Lights flashing red, yellow, red were emerging from the bare trees skirting the driveway like the blind end of some alien juggernaut lumbering inexorably into the open, some vast image out of Spiritus Mundi moving its slow thighs, its bones of iron shuddering convulsively with a grinding of gears as a flatbed truck took shape bearing a naked tenant merrily riding its back like some wounded avatar of the automotive deity celebrating a convalescent visit.

— Wait! he came down waving his arms — what are you doing! where two men were already dismounted unfastening the chains — not there no, you can't leave it there put it, just put it, put it someplace…

— They can put it over in those trees Oscar, so I can get out.

— Over there! Put it over under those trees so we can get out! and the thing heaved into motion again rattling its chains, dropping its tracks, winching the red Sosumi down into a clump of serviceberry bush.

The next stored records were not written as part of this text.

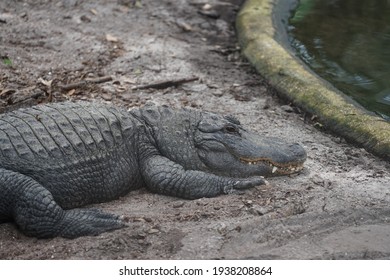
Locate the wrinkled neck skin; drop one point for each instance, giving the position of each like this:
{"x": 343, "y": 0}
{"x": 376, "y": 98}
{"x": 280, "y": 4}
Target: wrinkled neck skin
{"x": 218, "y": 144}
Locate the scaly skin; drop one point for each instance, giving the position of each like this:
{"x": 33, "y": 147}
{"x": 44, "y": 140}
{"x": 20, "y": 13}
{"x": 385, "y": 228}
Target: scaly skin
{"x": 57, "y": 157}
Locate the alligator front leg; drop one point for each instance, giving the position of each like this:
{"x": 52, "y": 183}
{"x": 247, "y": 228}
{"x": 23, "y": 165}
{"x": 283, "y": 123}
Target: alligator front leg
{"x": 34, "y": 210}
{"x": 164, "y": 176}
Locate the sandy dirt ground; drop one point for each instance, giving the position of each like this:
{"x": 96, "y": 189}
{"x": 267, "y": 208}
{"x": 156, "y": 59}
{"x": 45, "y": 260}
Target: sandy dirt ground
{"x": 337, "y": 208}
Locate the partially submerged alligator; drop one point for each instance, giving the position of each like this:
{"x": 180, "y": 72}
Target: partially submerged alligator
{"x": 57, "y": 157}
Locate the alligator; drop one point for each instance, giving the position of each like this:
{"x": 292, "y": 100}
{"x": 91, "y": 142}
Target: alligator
{"x": 56, "y": 158}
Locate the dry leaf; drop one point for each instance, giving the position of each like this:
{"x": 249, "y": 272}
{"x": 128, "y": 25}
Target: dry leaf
{"x": 71, "y": 92}
{"x": 93, "y": 11}
{"x": 44, "y": 82}
{"x": 111, "y": 38}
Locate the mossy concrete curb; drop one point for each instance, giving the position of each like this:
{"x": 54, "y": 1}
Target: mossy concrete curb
{"x": 257, "y": 33}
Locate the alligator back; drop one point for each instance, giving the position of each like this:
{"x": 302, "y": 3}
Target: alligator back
{"x": 72, "y": 148}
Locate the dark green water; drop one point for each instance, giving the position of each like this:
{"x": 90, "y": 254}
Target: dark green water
{"x": 347, "y": 42}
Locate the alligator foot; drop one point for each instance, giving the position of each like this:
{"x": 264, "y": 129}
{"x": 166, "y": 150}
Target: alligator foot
{"x": 80, "y": 222}
{"x": 37, "y": 214}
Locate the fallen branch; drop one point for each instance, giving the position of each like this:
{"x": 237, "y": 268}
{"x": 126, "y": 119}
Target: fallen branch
{"x": 85, "y": 82}
{"x": 167, "y": 84}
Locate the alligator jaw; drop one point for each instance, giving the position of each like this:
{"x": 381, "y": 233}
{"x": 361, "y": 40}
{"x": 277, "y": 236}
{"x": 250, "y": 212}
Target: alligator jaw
{"x": 277, "y": 168}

— Christina! he came pounding down the hall — did you see that? and on to the kitchen — where are you! with a passing glimpse into the disheveled sunroom — Christina? back now staring at the silent phone, he picked it up and put it down again muttering — Mohlenhoff, Schriek Mohlenhoff and, no, Prestig? over digging in the litter on the sideboard, envelopes, bills, brochures, folders spilling under his hands still muttering — wig yes, Preswig? but the one that stopped him, lips silently shaping its return Lepidus, Shea & —it's not even opened! he whispered, patting pockets for his glasses till he found them coming down slowly on the sofa and tearing it open like a man with an appetite, turning each page more quickly as though to wipe away the taste of the one before it, moistening his lips against the searing bite of each paragraph until the last leaving him sitting there with his burning mouth agape, only to suck in his breath like some cooling draft and start again with the first pungent savoury, rehearsing each course more slowly as those spiced with figures caught him gasping for breath finally getting to his feet as empty as he'd sat down and beginning to pace the room, tapping the scrolled pages against his thigh like the menu of some Barmecidal feast standing there at the window staring vacantly out over the pond.

— Well? What are you going to do about it.

— What? he turned as though seized from behind — about what! I've been calling you where have you been.

— You needn't be upset, I went out for a little fresh air and I don't want that old car on this property, things look shabby enough around here. What are you going to do about it.